Muchas veces tendemos a comer un alimento porque se supone que es saludable, pero no nos paramos a analizar si es saludable para nosotras. Aquí te pongo mi ejemplo. El aceite de coco es una de las mejores fuentes de grasa dentro de la alimentación cetogénica/low carb que es la que yo sigo; pero a mi me hace mucho daño porque me genera unas fuertes crisis de migrañas. ¿Es saludable? Sí. ¿Es saludable para mí? No.
👉 Tu ritmo importa
Cómo vives tu día a día también influye. Comer rápido, sin parar, con estrés o sin presencia puede cambiar completamente la forma en la que tu cuerpo asimila la comida. No es solo una cuestión física, también es una cuestión de ritmo y de cómo estás funcionando en general.
Si funcionas en piloto automático, comes con el móvil en la mano haciendo scroll sin prestar atención a lo que comes, sin prestar atención a tu cuerpo, no escuchas sus señales, no eres capaz de detectar cuando te has saciado o cómo te está sentando un plato..... Déjame decirte que vas por un camino muy poco recomendable, es señal de que vives desconectada totalmente de tu cuerpo, y hasta que no conectes de nuevo y empieces a escuchar lo que te está intentando decir, no podrás conseguir los resultados que quieres.
👉 Tu estado emocional importa
El estrés, la ansiedad o la desconexión con tu cuerpo no son detalles secundarios.

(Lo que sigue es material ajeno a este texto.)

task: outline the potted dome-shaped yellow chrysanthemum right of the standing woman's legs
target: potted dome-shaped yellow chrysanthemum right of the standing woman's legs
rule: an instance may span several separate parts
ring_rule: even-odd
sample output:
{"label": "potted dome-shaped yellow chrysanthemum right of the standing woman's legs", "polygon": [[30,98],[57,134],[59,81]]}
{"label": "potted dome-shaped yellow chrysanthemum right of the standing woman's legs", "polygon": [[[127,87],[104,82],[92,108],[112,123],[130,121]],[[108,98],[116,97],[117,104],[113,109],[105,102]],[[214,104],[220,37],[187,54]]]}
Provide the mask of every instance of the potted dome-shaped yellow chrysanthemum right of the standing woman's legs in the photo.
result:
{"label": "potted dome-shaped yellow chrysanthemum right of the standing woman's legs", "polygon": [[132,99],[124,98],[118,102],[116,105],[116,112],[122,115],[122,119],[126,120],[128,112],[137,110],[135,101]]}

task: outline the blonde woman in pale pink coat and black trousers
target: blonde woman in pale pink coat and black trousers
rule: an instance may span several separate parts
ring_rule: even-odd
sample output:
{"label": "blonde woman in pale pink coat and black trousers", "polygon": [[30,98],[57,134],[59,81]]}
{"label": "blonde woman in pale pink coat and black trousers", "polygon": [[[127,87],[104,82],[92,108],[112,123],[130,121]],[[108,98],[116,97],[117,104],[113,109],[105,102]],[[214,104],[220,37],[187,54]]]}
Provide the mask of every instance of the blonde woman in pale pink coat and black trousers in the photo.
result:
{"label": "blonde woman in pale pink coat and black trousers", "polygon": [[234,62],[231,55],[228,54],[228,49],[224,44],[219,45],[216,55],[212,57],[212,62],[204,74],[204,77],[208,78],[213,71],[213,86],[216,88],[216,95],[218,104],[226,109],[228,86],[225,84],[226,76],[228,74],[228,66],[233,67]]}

Influyen directamente en tu sistema digestivo y en cómo te sientes después de comer. Muchas veces no es la comida en sí lo que genera malestar, sino el estado en el que estás cuando comes y vives.

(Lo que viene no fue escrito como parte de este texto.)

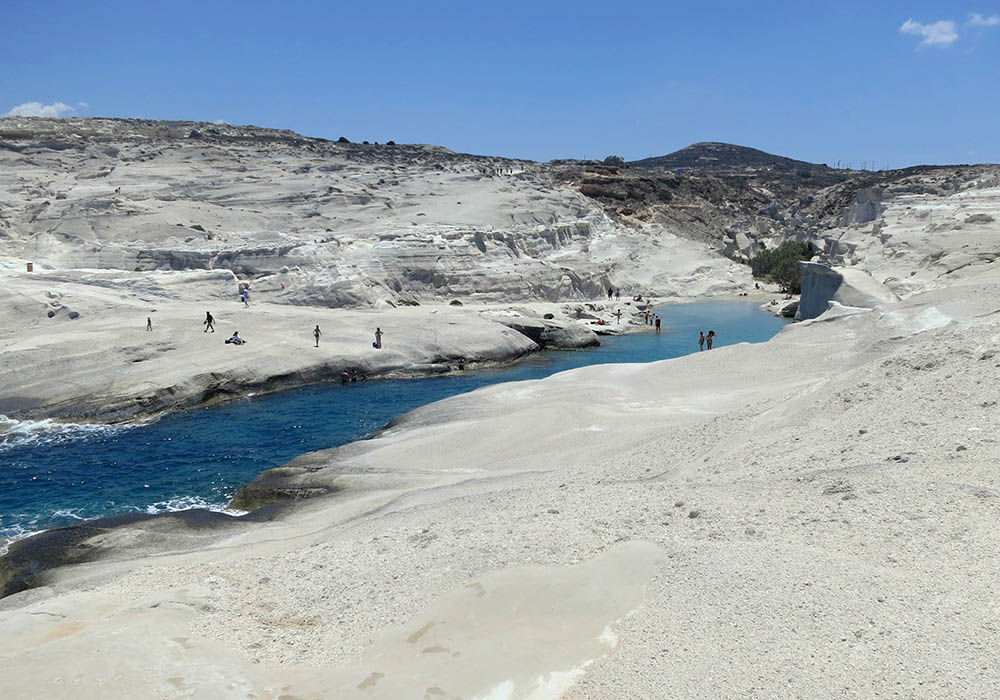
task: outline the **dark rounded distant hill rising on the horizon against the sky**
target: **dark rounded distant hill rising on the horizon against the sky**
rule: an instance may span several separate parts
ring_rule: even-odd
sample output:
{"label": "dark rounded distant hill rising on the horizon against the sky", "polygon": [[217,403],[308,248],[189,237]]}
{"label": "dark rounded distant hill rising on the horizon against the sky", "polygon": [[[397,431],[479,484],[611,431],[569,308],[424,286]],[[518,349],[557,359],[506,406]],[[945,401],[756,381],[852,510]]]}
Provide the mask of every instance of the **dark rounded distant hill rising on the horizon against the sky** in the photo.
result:
{"label": "dark rounded distant hill rising on the horizon against the sky", "polygon": [[760,172],[832,174],[836,171],[826,164],[807,163],[803,160],[784,158],[747,146],[731,143],[696,143],[679,151],[656,158],[643,158],[629,163],[644,170],[681,169],[711,173]]}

Este entorno que hemos generado y normalizado mantiene al cuerpo en un estado constante de alerta ("lucha o huida"), lo que genera un entorno hormonal y fisiológico incompatible con la reparación tisular y la pérdida de grasa. El impacto es directo a través de la conexión intestino-cerebro. No sé si lo sabes, pero el intestino es el segundo cerebro.... O el primero, respecto a esto, hay mucho debate.
Podríamos decir que el estado mental es "el estado de salud del intestino" y el motor de tu metabolismo. Por eso, si queremos reducir la inflamación y trabajar también la pérdida de peso, es necesario poner atención a cómo gestionamos la ansiedad y el estrés tanto como nuestra dieta.